Earlier this year, Sony Pictures Classics released that film, To Rome With Love, on DVD and Blu-ray. The movie is composed of four concurrent but not interlocking stories all taking place in The Eternal City. There is the newlywed faced with questions of fidelity receiving advice from a ghostly mentor who may or may not be his future-self, the nebbish country mouse whose relatives mistake a prostitute for his prudent wife, the unexceptional nobody who wakes up to a fawning gaggle of paparrazi inexplicably treating him like an A-list celebrity, and the crotchety mortician who proves to be the world’s greatest opera singer—as long as he’s in the shower.
Because Allen crosscuts back and forth between the different tales, it isn’t fair to call these vignettes, but the effect is something like an anthology film with only one director. To that extent it may be the most transparent of all Woody films, representing a pastiche of ideas probably jotted down over the past forty years on those bits of paper and recently rescued from the anonymity of said pile. In fact, Allen relays the exact premise of the man who can sing opera only in the shower while talking casually about himself in this Q&A with Time Magazine, three years before the movie’s release. For another example, one may notice more than a passing resemblance to the plot of Midnight In Paris in this routine from Woody’s mid 60’s Stand-Up career. While To Rome With Love doesn’t try for the emotional depth of films like Hannah And Her Sisters (1986) or Manhattan (1979) it does showcase a returned interest to both the magical realism of masterpieces like Purple Rose of Cairo (1985) and Deconstructing Harry (1996) and the irreverent premise based comedy that marked his groundbreaking stand-up work in the days when most comics just wanted to be the next Lenny Bruce.

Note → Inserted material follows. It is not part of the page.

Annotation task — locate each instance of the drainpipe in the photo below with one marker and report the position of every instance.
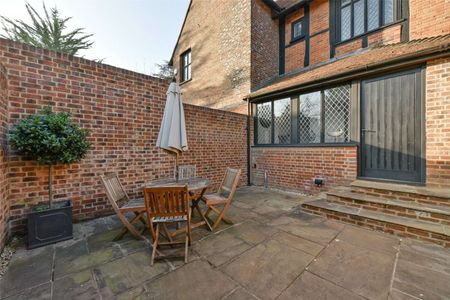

As has become de rigueur for his home video releases, the Blu-ray is bare-bones. Buyers get the film’s theatrical-cut, an original trailer and chapter search. Even the packaging is bereft of any frills. It’s fair to assume that Allen, who grew up devoutly in the church of the movie theater, probably thinks films should speak for themselves. However, another factor could be a simple lack of extras to include. Allen is an infamous self-editor, which sometimes he takes to extremes. One anecdote in Eric Lax’s 1991 biography tells of Allen being so vexed with a daily he received while shooting Annie Hall (1977), a sight gag involving the news ticker on Times Square’s famous Allied Chemical Building, that he threw the original film reels into a reservoir. Besides, and to paraphrase Annie Hall’s Alvy Singer, Woody probably wouldn’t want a special edition that would have someone like him for a member.